The dossier was yesterday presented to MPs on their way to Parliament yesterday.

The chairman of the Committee Against the Proposed Recycling Plant, Darren Marmarà, told The Times it was no longer just the anti-plant lobby saying the process was flawed. "With this document we prove that even Mepa's own officers pointed out serious flaws within the process."

Committee secretary Joe Sant said the committee now expected Mepa to have the decency to admit to this flaw and start the process anew.

The committee insists the e-mail and other documents in the dossier come from Mepa's own case file in connection with the recycling plant application.

It now intends to take the case to Brussels where it has a meeting with Environment Commissioner Stavros Dimas.

The core argument presented in the dossier centres on the process by which Sant'Antnin was confirmed as the best site to develop a new plant. The committee always contended that the process was "flawed" and "vitiated".

The committee says it was Mepa that ordered Wasteserv - as the government agency applying for the Sant'Antnin's redevelopment - to select potential alternative sites to determine whether the plant could be placed in a more suitable location.

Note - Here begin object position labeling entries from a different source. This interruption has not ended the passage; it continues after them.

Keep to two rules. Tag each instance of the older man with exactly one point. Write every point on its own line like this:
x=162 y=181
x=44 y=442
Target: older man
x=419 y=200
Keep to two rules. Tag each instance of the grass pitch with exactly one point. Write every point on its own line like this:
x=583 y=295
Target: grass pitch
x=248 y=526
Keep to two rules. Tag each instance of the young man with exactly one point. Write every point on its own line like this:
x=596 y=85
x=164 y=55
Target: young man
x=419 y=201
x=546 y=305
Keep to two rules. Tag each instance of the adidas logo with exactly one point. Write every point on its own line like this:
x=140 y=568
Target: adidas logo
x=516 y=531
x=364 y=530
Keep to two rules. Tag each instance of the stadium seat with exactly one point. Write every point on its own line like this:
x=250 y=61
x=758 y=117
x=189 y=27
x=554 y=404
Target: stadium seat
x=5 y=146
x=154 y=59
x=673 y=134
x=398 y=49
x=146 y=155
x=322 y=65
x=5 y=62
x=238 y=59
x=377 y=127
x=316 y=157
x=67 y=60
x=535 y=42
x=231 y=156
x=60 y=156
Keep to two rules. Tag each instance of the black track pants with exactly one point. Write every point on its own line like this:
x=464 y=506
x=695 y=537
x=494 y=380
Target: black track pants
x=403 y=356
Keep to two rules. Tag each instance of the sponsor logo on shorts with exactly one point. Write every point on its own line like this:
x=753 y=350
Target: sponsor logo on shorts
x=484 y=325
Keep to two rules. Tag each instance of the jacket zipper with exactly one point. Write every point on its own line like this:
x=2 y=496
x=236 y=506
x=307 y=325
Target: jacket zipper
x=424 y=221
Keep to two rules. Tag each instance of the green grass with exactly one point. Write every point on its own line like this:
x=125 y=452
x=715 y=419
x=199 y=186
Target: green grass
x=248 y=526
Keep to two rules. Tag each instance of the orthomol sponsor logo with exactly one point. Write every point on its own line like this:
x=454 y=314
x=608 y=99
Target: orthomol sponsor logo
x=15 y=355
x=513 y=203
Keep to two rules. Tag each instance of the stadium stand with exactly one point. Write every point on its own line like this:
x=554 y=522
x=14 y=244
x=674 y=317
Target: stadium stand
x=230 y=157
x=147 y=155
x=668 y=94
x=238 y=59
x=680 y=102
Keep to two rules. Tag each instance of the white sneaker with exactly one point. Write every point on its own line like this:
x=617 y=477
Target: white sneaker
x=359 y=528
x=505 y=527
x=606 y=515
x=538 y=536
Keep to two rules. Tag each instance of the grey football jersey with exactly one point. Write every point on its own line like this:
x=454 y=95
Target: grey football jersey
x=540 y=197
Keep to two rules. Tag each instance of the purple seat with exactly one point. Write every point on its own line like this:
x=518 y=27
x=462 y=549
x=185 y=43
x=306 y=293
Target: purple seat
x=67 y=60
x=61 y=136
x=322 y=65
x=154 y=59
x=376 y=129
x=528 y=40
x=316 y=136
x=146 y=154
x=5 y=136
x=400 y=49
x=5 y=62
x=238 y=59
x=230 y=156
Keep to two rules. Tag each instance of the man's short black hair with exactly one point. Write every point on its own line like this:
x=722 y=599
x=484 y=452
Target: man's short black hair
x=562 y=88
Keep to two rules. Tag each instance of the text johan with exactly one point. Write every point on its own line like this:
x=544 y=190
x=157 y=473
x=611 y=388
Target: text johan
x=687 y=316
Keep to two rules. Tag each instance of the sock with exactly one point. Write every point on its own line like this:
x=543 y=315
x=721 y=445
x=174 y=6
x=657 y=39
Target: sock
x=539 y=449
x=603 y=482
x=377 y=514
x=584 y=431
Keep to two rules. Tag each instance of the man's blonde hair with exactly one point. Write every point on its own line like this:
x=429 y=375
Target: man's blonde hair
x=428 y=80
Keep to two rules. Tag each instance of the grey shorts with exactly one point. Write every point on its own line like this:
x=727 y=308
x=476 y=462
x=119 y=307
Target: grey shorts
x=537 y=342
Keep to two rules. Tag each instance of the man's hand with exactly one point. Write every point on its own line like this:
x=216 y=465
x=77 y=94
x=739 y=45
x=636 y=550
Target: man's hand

The sites were selected for a plant of 18,000 square metres, when the waste recycling plant required 47,000 square metres.

The application was approved, as was the site selection process, despite the fact that Mepa officials had expressed concern regarding the selection process, the committee said in its dossier.

Writing to Vince Gauci, Wasteserv's CEO, the case officer working on the application said: "The conclusion reached, that Sant'Antnin is the best option, seemed inevitable..."

Another officer pointed out in an internal e-mail: "If the study was to be taken seriously the sites with the site boundaries as indicated by Mepa would not even have been studied as it is clear that the sites are relatively smaller than that at Marsascala".

The size, in fact, was the main reason why the alternative sites proposed were discarded by the project, a Mepa memorandum, also included in the dossier, indicates. Yet, there was no attempt to find adequate alternatives.

The case for looking at alternative sites had been made by Mepa in view of opposition by residents.

The dossier also cites correspondence in which the Mepa employees stress that the site selection process should incorporate public consultation. Not only was this not done, the dossier points out, but the actual sitting in which the site selection process was approved - before the meeting that endorsed the outline development application - took place behind closed doors.

According to the minutes of that meeting, also attached to the dossier, Louis Cassar, Peter Zammit and Joe Brincat, Labour's nominee on the board, registered their objections to the site selection report.

When contacted for its reaction yesterday morning, a Mepa spokesman said the authority was not able to comment at such short notice.